The reason Linux never succeeded on the desktop is the lack of usability testing. Open-source programmers hate users, and created such an ugly baby that only a fanboy could love it. It's funny watching the same thing happen to "Visual Studio Code", Microsoft's answer to the Atom editor. You'd think with Microsoft behind it, that it'd be guided by usability testing. The opposite is true. It spends a lot of time hyping it, but every time I try to use it, I encounter unreasonable hurdles for the simplest of things. It's the standard open-source paradigm -- they only spend effort to make something work in theory without the extra effort to make it usable in practice.
Firstly, you'll need to install NodeJS and VS Code. Just choose the defaults, it's uneventful.
Secondly, you need to understand how projects work. This is the first hurdle everyone has with an IDE. You don't simply run the code or use a makefile. Instead, you manage a lot of other things, such as the debugging environment.
VSCode manages projects by putting things in a folder. In other words, you don't "open a project", but instead "open a folder". Any project files (or version control files) that it needs it'll create as it goes along. When you first tell it to start debugging, it'll create a config file for the debugger filled in with defaults that'll work for you.
The steps to create/debug a "hello world" program are therefore:
[click new file icon in the project, create "app.js"]
[click debug icon, save/close the launch.json file it creates for you]
[click go icon]
By default, execution starts at 'app.js'. If you've named your file something else, like 'hello.js', you'll need to change your launch.json settings. Otherwise, you'll get a "app.js does not exist" error message.
At this point you aren't out of the woods. When I tried this, I got the error message "cannot launch target (reason: spawn node ENOENT)"

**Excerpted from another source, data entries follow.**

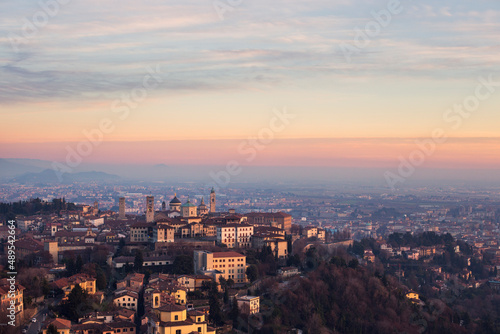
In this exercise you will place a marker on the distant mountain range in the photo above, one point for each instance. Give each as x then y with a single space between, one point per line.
40 171
50 176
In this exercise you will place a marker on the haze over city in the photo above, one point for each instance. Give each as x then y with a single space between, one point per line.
243 167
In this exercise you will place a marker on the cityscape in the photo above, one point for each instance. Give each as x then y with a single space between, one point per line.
249 167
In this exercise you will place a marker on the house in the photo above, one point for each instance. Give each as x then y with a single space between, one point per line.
249 304
229 265
413 297
369 256
288 271
63 326
127 299
276 219
86 282
133 280
175 319
12 295
235 235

Normally, I don't mind such error messages. When the user has done something so weird that the programmer can't figure out how broken things are, then cryptic error messages like this are expected.
But this isn't something weird, but the most common problem somebody is likely to have. Specifically, it can't find the path to "node.exe" to launch NodeJS. That's because I'd just installed both NodeJS and VSCode, and told the installer to launch VSCode directly. It meant the shell wouldn't have node.exe in it's path until I logged out and back in again. Every new user is going to have the same problem. Yet, there is really no help available anywhere that explains what's going on.
After you install both NodeJS and VSCode, make sure that these programs are "added to the PATH variable" (the default in the installer). Then, restart Windows. Or, at this point open a virgin new command-prompt, at which point they'll be in your path, so the steps I describe above on the command-line should work.
Then, I got my "hello world" to work:
I'm writing this post with the two error messages above in the hopes that Google can find them. When I googled the error messages, I got nothing helpful.
In general, when using VSCode, and you get stuck, just assume that the VSCode programmers are a bunch of fscking retards, and try to reverse engineer what retards would do. In my case, I knew that not having node.exe in the path was the most common problem in the world, but that retards would nonetheless have the most cryptic error message in the world when it encountered the problem.